Dependiendo de la lista final de usos de «alto riesgo» de la UE, existe un impulso para introducir normas estrictas sobre cómo se utiliza la IA para filtrar las solicitudes de empleo, universidad o asistencia social, o -en el caso de los prestamistas- para evaluar la solvencia de los posibles prestatarios.

Los funcionarios de la UE esperan que, con una mayor supervisión y restricciones sobre el tipo de modelos de IA que pueden utilizarse, las normas frenen el tipo de discriminación basada en máquinas que podría influir en decisiones que cambian la vida de las personas, como si pueden permitirse una vivienda o un préstamo estudiantil.

«La IA puede utilizarse para analizar toda la salud financiera, incluidos los gastos, los ahorros y otras deudas, para obtener una imagen más completa», dijo Sarah Kocianski, consultora independiente de tecnología financiera. «Si se diseñan correctamente, estos sistemas pueden proporcionar un acceso más amplio al crédito asequible».

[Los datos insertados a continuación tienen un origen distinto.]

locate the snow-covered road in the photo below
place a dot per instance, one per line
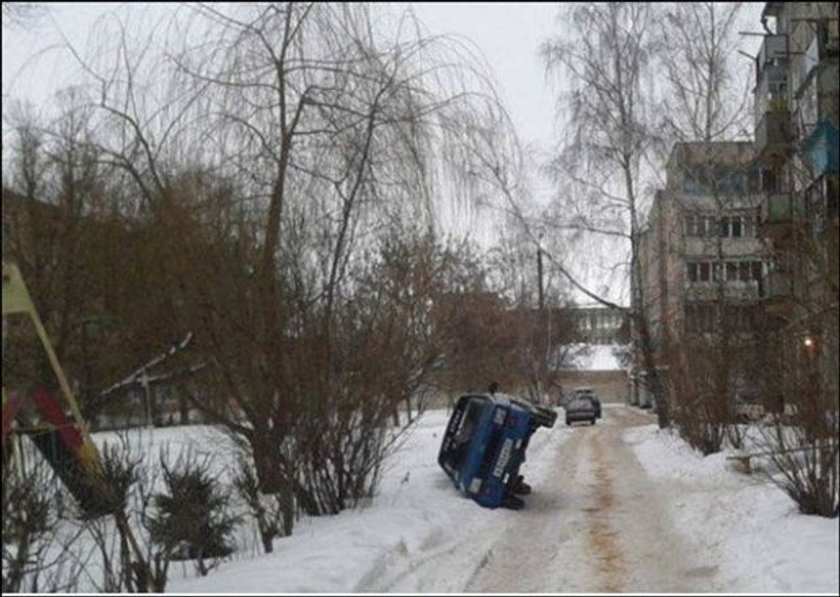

Pero uno de los mayores peligros es el sesgo involuntario, en el que los algoritmos acaban denegando préstamos o cuentas a determinados grupos, como mujeres, inmigrantes o personas de color. Parte del problema es que la mayoría de los modelos de IA sólo pueden aprender de los datos históricos que se les han proporcionado, lo que significa que aprenderán a qué tipo de cliente se le ha prestado anteriormente y qué clientes han sido marcados como poco fiables. Existe el peligro de que estén sesgados en cuanto a cómo es un «buen» prestatario», afirma Kocianski. «En particular, el género y la etnia suelen desempeñar un papel en los procesos de toma de decisiones de la IA basados en los datos que se le han enseñado: factores que no son en absoluto relevantes para la capacidad de una persona de devolver un préstamo».

A finales de 2024

Además, algunos modelos están diseñados para no tener en cuenta las denominadas características protegidas, lo que significa que no tienen en cuenta la influencia del género, la raza, la etnia o la discapacidad. Pero esos modelos de IA pueden seguir discriminando como resultado del análisis de otros puntos de datos, como los códigos postales, que pueden correlacionarse con grupos históricamente desfavorecidos que nunca han solicitado, obtenido o devuelto préstamos o hipotecas.

Y en la mayoría de los casos, cuando un algoritmo toma una decisión, es difícil que nadie entienda cómo ha llegado a esa conclusión, lo que da lugar a lo que se conoce como el síndrome de la «caja negra». Esto significa que los bancos, por ejemplo, pueden tener dificultades para explicar qué podría haber hecho un solicitante de forma diferente para poder optar a un préstamo o a una tarjeta de crédito, o si cambiar el género de un solicitante de hombre a mujer podría dar un resultado diferente.

Circiumaru dijo que la ley de IA, que podría entrar en vigor a finales de 2024, beneficiaría a las empresas tecnológicas que consiguieran desarrollar lo que él llamó modelos de «IA de confianza» que cumplieran con las nuevas normas de la UE.